Tax credit dogma is firmly established in DC, and it’s not like the programs aren’t popular. The EITC has been expanded numerous times with bipartisan support since its enactment more than 40 years ago. It was originally meant to temporarily offset the payroll tax for low-wage workers, but like all popular welfare programs, it became a permanent fixture in the tax code. It went from a maximum $400 value, up to 10 percent of a worker’s wages in 1975, to being 88 percent refundable today and valuing up to 45 percent of a worker’s income.

It Encourages Work But Only Up to a Bare Minimum

Democrats and Republicans traditionally view the EITC as an “anti-poverty tool,” because you can only claim it if you work. This is only true, however, up until a worker reaches the top of the bell curve in earned income for the peak return of $6,269. Earnings beyond that point yield diminishing returns.

The Center on Budget and Policy Priorities claims that the EITC pulled roughly 6.5 million people out of poverty in 2015. That’s typical rhetoric used to justify entitlement spending, when all it really means is that income from taxpayers puts total income for an earner or family over the government-established poverty threshold. It’s more accurate to say that, just like other entitlement programs, it is merely sustaining people in their poverty—but you won’t hear that from Republicans.

While the results of refundable credits in terms of encouraging work are mixed at best, let’s be real: refundable tax credits are Republican-style welfare. In 2011, the Internal Revenue Service sent refunds totaling $99.1 billion via the EITC, CTC, and AOTC (American Opportunity Tax Credit).

That’s down from $120 billion in 2009, according to the Tax Foundation, more whan was spent on Veterans Affairs or the Department of Education the same year. In 2015, total claims for the EITC were estimated at $62.3 billion, just less than $26.0 billion for the ACTC, and $10.2 billion for the AOTC. At a total of $98.5 billion, it’s just a minor improvement from 2011.

Note the High Rates of Fraud

These refundable credits are just entitlement programs by another name. Like other entitlement programs, they have a high rate of fraud. In 2015 the IRS “improperly paid” $15.6 billion through the EITC, and $5.7 billion through the CTC. The CTC’s rate of fraud is estimated at 24.2 percent. That’s an improvement from two years prior, when the Office of the Inspector General pegged the improper payment rate at somewhere between 25.2 percent and 30.5 percent, totaling between $5.9 and $7.1 billion.

In the true style of an incompetent welfare state, Congress heretofore has not required people claiming the refundable portion of their Child Tax Credit to provide a Social Security number. Thankfully, the tax reform bill would change that.
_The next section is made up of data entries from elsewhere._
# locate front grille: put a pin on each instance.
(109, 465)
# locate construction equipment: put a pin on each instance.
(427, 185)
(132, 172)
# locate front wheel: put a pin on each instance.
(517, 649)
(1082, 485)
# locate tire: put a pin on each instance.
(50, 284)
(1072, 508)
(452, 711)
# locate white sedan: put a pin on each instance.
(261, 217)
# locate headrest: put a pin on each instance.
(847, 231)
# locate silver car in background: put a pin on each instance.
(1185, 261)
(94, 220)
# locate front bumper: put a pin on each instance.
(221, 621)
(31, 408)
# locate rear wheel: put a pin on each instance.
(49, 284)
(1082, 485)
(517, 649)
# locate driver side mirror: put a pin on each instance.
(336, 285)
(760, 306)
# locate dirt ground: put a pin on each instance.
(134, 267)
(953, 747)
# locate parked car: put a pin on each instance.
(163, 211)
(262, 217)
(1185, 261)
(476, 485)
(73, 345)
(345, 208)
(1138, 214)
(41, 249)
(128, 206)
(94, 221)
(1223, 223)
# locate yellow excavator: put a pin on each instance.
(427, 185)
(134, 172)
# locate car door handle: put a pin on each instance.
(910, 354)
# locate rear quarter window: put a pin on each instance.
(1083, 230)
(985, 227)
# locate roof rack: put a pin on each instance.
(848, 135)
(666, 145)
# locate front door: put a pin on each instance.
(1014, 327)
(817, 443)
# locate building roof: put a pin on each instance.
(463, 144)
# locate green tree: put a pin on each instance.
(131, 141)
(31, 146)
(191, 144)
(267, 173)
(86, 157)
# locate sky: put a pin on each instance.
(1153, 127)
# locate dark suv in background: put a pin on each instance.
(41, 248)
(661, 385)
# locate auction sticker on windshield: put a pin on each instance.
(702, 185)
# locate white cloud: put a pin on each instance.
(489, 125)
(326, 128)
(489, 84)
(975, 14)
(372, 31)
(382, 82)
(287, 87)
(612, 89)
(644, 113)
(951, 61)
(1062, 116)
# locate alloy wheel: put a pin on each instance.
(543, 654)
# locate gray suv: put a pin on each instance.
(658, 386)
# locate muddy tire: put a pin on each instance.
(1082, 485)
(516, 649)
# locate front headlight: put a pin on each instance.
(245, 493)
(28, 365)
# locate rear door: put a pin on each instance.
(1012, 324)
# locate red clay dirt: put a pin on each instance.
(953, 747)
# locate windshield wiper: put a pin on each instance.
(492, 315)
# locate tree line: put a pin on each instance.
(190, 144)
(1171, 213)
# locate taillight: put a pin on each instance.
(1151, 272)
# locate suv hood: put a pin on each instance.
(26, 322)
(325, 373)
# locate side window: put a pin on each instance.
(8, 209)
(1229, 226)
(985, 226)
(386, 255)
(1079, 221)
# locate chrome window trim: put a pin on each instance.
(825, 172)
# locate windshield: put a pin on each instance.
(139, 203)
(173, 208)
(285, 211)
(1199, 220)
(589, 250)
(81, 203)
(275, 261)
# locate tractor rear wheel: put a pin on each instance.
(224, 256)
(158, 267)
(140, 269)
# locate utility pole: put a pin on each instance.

House Republicans say President Trump will pivot to cutting welfare spending after they accomplish tax reform. That’s an important step in getting the federal government on stable financial footing, but just think about it for a minute. Nearly $100 billion are paid out via the income tax system. And the GOP says after tax reform they’ll turn to cutting entitlements. Sure.

NPR reported that House Speaker Paul Ryan promised the House bill would mean “faster economic growth” and “bigger paychecks” for American workers. Neither Ryan nor the other leaders in Congress will mention that some of those paychecks are coming straight from taxpayers.

This Is People Keeping More of What Others Earn

Now, it’s arguable that 44 percent of income tax filers are too economically challenged to be asked to pay taxes, and that the more money the government has, the more power policymakers have to screw things up. That would be a fair argument if government weren’t raking in cash from the other 55 percent and forking it over to those individuals via spending programs, including refundable tax credits, like it’s currently doing. Is it just assumed that shelling out $98 billion is so absolutely necessary to supplement the income of 44 percent of tax filers that scaling it back shouldn’t even be on the table?

Is a whole 44 percent of the country really poor enough to need a handout?

Republicans say they want us to keep more of what we earn. You can brush that off as pandering, and by the actions of Congress, at least some of them don’t even believe it. Nevertheless, it is the morally correct position. It’s fair that people keep their own money because they earned it.

Some point out this is because individuals will spend their money better than government can, but the real reason the tax credit scheme should be opposed is that redistribution is theft. The government reaches into your pocket and gives your cash to your neighbor. Progressives complain of a stigma about low-income people receiving checks from the government. Well, there should be. It’s stolen money. And I know it’s politically incorrect to ask, but is a whole 44 percent of the country really poor enough to need a handout?

The top 1 percent pay a tax rate seven times higher than the bottom 50 percent pay, and 10 percentage points greater share of the income taxes than the bottom 90 percent pays, and the Left complains that tax reform is “a tax break for the rich.” Yes, it would let the rich keep a whopping average of 2.6 percent more of their own income, and I’m not ashamed to say that’s the best part of this bill. They deserve to be robbed a little less, don’t you think?

Redistribution Takes Power Away from the People

If you aren’t sold on the immorality of wealth redistribution, consider that the ability to redistribute increases government power over our lives. Politicians pull various levers to encourage or discourage behavior, from buying houses to having more children, by filtering our own money back to us at differing rates and even handing us other people’s money. The more money the government collects, at any level, the more power it has to interfere in your life.

Redistribution also sows the seeds of “class warfare” and an entitlement mentality as citizens become accustomed to, then begin to demand, money from their neighbors. We’ve begun to reap the harvest of normalized redistribution in rioting movements like Occupy Wall Street and Antifa, and widespread support for socially and economically destructive socialist programs.

Tax credits are a major means of redistribution and should be addressed as such. They require a simple and fair fix: make them all nonrefundable. It wouldn’t quell the class warfare, but it could take some of the tax burden off the 55 percent who do pay taxes.

I’ll look for that reform when hell freezes over, but it would at least be nice if GOP leadership owned up to the fact that they’re promoting and even expanding a system that lets slightly more than half of taxpayers carry the rest of the country.